The database stores the object as 2021-03-10
.
This goes to Java, where it becomes (depending on the conversion used):
2021-03-10 00:00:00.000 UTC
2021-03-10 02:00:00.000 GMT+2
Then it goes to the database, which treats it as:
2021-03-10 00:00:00.000 GMT+2
2021-03-09 22:00:00.000 UTC
The conversion to UTC will cause the date to move up a day. Because of this, when you have date-related issues, you should always analyze the entire date, including the timezone, hours, and seconds.
Precision
Since Talend
uses java.util.Date
, the micro and nanosecond precision is not
available. However, some components might check if the incoming Object type is
java.sql.Timestamp
. In that case, the nanoseconds are available
as well. To use this, you need to select the Object type in the schema definition,
and the source and target components need to support it.
Experiments worth execution
You can try the following ways to troubleshoot any issue:
- Use a tFileOutput component to dump and read these values. This way, you can control the timezone better.
- Use the
-Duser.timezone
parameter to see if this changes the behavior. For more information, see Time Zone Settings in the JRE. - Consult the JDBC driver documentation to learn how to handle these timezones.
- Use a tLogRow component with the following pattern and
result:
"yyyy-MM-dd'T'HH:mm:ss.SSSXXX" 2001-07-04T12:08:56.235-07:00
Then the target database may or may not be able to store the timestamp part of the previous examples, which is combined with the timezone. This could lead to days shifting.
Possible workarounds
Use Strings and see if the databases or their driver can handle the transformation. With String, what you see is what you get, and there is not extra hidden information.
Convert between timezones using Java code in a tJavaRow component:
String pattern = "yyyy-MM-dd";
log.info(TalendDate.formatDate(pattern, input_row.startDate));
output_row.startDateUTC = TalendDate.parseDateInUTC("yyyy-MM-dd zzz",
TalendDate.formatDate("yyyy-MM-dd", input_row.startDate)+" UTC");
For more information about data behavior, see Your Calendrical Fallacy Is....
byte[] / binary
This data type is most commonly used with images, BLOB, and other binary data.
However, some components might handle the binary format in Base64 encoded format
represented as Strings. The most common mistake related to this type is when Object is
used instead, which displays something like @[aaa123
in the logs,
because the Object ID instead of the Object value is returned when
.toString()
is used on an Object.
Object
Another name for this data type could be Other
. It can represent any
data type in Java that is explained above.

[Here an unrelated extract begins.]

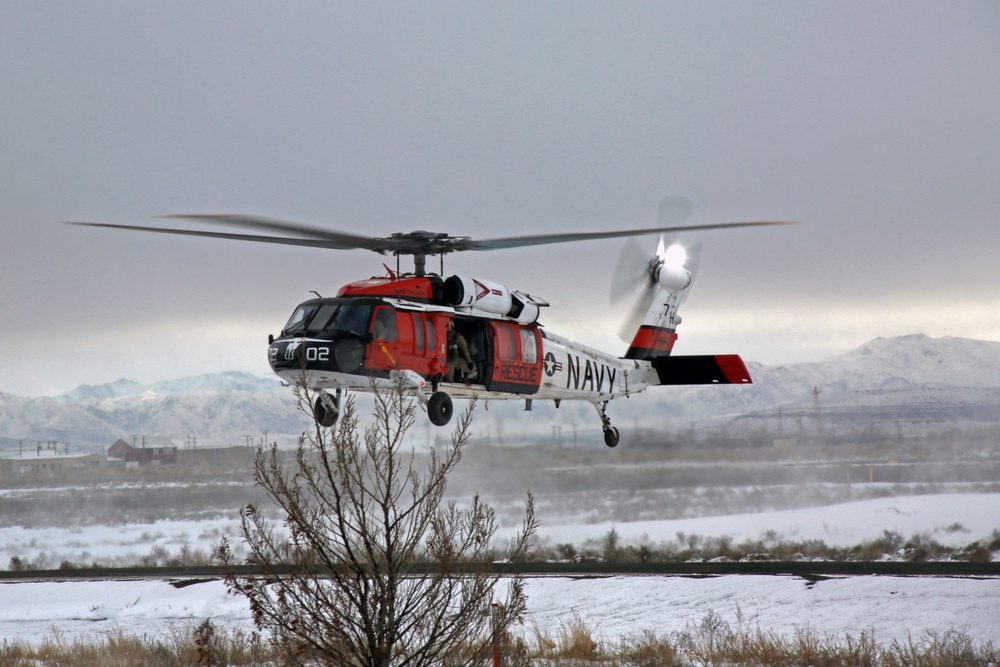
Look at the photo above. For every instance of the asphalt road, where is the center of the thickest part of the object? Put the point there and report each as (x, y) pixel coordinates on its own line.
(806, 569)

This can be useful to represent some special
types, for example, timestamp.
However, to access all the available information, you must cast it to its original type.
Comparison
==
format.
However, other data types, such as String, should be compared using the
.equals()
or .compareTo()
functions.
Common mistakes:
context.value == "foo"
will not work.
context.value.equals("foo")
could lead to NullPointerException. However,
"foo".equals(context.value)
will result in false in case the value
is null.
Special data types
Snowflake - Geography type
Snowflake supports geography type. However, Talend does not support it out of the box.
For more information about converting Strings to geography type, see the Snowflake documentation Geospatial Data Types.
By automatically applying the TO_GEOGRAPHY function, you can create a schema and test the data using a tFixedFlowInput component.
By defining your input schema as shown above and having the geography data represented by the following String:
POINT(-122.35 37.55)
The Snowflake table is defined like this:
create table "SAMPLEGEO" (str1 text, str2 geography, int1 number);
Using the tSnowflakeOutputBulkExec component results in the following:
Notice that the Talend String type is converted to geography in Snowflake.
If you are using String or Object data types, it is always worth checking if the special or exotic data types can be loaded into the database.